Site selection rationale
The site series includes the largest extant populations of marsh saxifrage Saxifraga hirculus in northern England. To ensure coverage of the geographical range, two localities in Scotland and one in Northern Ireland have also been selected.
Caithness and Sutherland Peatlands
Highlands and Islands
Species occurrence description not yet available.
Eastern Scotland, South Western Scotland
Craigengar in the Pentland Hills contains the largest population of marsh saxifrage Saxifraga hirculus in Scotland. It is the largest single colony outside the North Pennines, supporting, in 1999, an estimated 9,666 plants in base-rich flushes in an area of upland heather moorland.
Garron Plateau is the only extant locality for marsh saxifrage Saxifraga hirculus in Northern Ireland. Marsh saxifrage is currently restricted to a small population on one of the flushes that occurs on this extensive area of Annex I habitat 7130 Blanket bogs overlying basalt.
Hill of Towanreef
Highlands and Islands, North Eastern Scotland
Marsh saxifrage Saxifraga hirculus occurs on the scattered base-rich flushes associated with this low-lying hilly area of dolomitic serpentine in north-east Scotland. About 500 plants grow at this site, which is the most northerly surviving locality for the species in the UK.
Moor House - Upper Teesdale
Cumbria, Tees Valley and Durham
This very large site in northern England is the most important site for marsh saxifrage Saxifraga hirculus in the UK. The site consists of an extensive upland complex on limestone and gritstone, with acid grassland, blanket mire, limestone outcrops and flushes. Drainage water in many of the flushes is influenced by the underlying geology – Upper Carboniferous mudstones and shales within more extensive limestone. Approximately ten of the flush areas support populations of marsh saxifrage, including areas in the Appleby Fells, Cross Fell and Upper Teesdale, containing a total of over 270,000 plants – >90% of the UK population. In this area distributions are very patchy within flushes so that population estimates are hard to support, but individual populations in these localities can be large, with several localities supporting thriving populations of many thousands of plants. In 1999 the largest population was estimated at 153,100 individuals.

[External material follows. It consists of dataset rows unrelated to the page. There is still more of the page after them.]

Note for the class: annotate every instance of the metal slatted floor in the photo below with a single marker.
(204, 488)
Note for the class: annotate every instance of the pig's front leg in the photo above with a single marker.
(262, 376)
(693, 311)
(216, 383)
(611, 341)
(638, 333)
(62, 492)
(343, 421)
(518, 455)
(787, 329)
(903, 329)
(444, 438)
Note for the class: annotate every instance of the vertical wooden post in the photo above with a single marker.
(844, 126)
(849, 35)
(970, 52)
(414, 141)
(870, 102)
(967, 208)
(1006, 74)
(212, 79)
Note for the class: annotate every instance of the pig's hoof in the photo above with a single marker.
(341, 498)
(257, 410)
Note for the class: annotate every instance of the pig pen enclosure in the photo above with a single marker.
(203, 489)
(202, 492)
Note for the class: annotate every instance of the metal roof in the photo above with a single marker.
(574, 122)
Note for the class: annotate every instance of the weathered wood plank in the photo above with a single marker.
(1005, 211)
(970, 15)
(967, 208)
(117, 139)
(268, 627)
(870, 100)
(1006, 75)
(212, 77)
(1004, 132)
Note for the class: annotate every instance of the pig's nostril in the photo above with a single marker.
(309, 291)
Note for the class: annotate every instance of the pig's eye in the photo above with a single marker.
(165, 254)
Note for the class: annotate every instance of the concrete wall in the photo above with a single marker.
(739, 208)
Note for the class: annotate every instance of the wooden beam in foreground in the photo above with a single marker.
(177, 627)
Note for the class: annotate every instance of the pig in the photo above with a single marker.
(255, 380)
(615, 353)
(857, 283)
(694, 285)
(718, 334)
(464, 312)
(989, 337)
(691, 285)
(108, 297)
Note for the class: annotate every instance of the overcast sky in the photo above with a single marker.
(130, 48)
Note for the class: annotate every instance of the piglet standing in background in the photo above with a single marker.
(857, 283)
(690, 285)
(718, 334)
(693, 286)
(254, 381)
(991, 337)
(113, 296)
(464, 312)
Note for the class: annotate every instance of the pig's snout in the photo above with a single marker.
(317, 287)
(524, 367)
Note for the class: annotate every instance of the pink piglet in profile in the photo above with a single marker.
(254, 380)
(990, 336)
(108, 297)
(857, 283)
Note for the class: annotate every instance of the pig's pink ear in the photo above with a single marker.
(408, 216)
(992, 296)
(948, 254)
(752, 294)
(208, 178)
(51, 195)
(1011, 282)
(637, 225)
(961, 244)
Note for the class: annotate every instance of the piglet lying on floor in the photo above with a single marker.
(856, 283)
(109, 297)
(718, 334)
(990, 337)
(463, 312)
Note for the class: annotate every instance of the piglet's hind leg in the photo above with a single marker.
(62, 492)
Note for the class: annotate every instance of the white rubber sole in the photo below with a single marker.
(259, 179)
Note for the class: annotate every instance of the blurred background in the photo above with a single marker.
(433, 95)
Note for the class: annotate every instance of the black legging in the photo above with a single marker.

SACs where this Annex II species is a qualifying feature, but not a primary reason for site selection
- North Pennine Moors Cumbria, North Yorkshire, Northumberland and Tyne and Wear, Tees Valley and Durham
Many designated sites are on private land: the listing of a site in these pages does not imply any right of public access.
Please note that the map shows sites where the presence of a feature is classed as ‘grade d’, but these sites are not listed. This is because ‘grade d’ indicates a non-significant presence.